The FEC believes its primary audiences are: the general public, prospective voters, prospective federal candidates and officeholders, representatives of registered PAVs, members of the media (including bloggers), and members of the academic community (including think tanks). But don’t let this restrict your feedback– for instance, a good question to ask is: should the FEC be working to serve this audience, or working to fulfill its mandate? Specifically the FEC asks if it should set up different “portals” for each of these audiences, and if there are other audiences that it should consider designing a portal for.
The FEC is looking for how current users of its website are looking specifically towards using its website and how different audiences use it, and how these functions could be performed differently.

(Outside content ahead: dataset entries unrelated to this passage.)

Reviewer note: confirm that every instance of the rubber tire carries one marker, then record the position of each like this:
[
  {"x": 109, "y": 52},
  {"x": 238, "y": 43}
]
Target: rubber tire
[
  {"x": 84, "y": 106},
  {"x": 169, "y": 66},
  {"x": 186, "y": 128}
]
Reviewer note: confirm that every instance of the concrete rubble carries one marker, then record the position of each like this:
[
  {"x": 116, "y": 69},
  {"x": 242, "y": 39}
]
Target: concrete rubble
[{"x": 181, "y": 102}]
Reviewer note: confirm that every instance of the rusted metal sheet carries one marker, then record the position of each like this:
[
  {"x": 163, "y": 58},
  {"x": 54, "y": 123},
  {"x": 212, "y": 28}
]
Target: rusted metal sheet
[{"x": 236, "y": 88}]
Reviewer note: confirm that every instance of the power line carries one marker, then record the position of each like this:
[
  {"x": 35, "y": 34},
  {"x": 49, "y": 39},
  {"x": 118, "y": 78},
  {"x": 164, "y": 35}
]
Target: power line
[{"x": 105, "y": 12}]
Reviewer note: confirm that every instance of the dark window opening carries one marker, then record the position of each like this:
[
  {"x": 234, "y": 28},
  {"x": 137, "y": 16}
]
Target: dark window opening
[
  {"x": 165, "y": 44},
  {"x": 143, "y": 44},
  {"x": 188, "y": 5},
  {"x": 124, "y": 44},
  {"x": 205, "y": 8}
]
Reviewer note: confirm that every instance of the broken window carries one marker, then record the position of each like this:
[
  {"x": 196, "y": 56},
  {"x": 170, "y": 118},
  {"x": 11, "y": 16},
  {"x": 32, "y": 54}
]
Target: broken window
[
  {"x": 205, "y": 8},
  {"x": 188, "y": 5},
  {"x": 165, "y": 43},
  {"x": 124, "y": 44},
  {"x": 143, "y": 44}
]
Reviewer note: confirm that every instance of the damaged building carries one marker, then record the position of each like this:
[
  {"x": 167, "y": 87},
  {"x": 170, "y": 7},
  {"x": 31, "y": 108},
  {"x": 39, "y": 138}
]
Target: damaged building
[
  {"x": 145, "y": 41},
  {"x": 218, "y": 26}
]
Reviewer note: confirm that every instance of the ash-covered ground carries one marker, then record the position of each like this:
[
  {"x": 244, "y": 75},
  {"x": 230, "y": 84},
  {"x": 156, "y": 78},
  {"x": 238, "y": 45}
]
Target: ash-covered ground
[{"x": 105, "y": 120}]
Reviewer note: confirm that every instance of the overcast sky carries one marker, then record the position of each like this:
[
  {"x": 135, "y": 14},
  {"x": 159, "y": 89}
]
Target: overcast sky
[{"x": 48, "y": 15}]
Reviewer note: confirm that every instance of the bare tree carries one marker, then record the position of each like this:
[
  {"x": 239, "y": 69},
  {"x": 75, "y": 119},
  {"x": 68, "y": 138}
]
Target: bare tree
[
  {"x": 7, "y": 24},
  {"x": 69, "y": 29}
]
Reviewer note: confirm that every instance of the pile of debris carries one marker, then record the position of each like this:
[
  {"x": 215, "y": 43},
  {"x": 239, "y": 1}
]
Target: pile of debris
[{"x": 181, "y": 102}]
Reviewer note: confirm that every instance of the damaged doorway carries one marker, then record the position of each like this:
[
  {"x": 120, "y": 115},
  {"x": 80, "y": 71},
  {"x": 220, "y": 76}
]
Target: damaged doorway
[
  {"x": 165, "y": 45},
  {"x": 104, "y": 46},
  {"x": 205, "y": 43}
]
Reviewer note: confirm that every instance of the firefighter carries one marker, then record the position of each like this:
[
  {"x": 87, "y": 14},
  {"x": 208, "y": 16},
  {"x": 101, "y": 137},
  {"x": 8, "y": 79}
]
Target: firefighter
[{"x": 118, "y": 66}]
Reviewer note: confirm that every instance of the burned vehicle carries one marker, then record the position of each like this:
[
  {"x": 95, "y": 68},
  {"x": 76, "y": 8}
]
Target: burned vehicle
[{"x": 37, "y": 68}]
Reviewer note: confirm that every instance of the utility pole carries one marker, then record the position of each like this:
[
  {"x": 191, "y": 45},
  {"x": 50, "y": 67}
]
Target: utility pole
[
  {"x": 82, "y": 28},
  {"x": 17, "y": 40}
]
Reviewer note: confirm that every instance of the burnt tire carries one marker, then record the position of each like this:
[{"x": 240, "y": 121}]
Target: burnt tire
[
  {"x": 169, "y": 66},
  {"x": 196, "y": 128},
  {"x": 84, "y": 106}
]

They’re also looking for feedback on the language on the website. Can users understand the information on the website easily, and if not, are there examples you can come up with where the language is not easily understood. This extends to special needs users.
The FEC is looking for feedback on their “search engines” on their website. Presently they have one “general search engine” that searches through documents and web pages on their site, and then three self contained databases that do not get included in this general search engine: a disclosure database, an advisory opinion database and an enforcement database.
The Commission wants to know if their maps are useful and if so do they need to be improved. They’re also interested in knowing whether users need to be able to sort data– by range of dates, types of committees, candidates, contributors and alphabetically.
They’re looking for comments on the way the commission should be presenting and compiling the data for users. Should users be generating their own graphs, charts and maps? Should there be a shared search method, where users can share their search queries? Should it be permission based?
How should the FEC make raw bulk data available. Are their changes or enhancements to this process that would be useful. Should the commission provide real time access to the bulk data as it is filed? How? What format should it be in?
Should the commission restructure the way they store data. Should they continue to store it in a COBOL based database?
The FEC is looking for feedback on the timeliness of their data availability. Electronically filed disclosure reports are available to the public (via download in FTP) immediately after they’re filed, but they’re reviewed by staff before they’re available to the public. Staff splits up joint contributions from married couples, adds missing committee id numbers and assigns transaction codes to them before they’re made available through search queries to the general public.
The FEC is also wondering if they should continue to use their FECFile system, a windows based application that allows people to file their campaign contributions electronically, and whether or not it is worthwhile for them to make Mac and Linux versions of the software.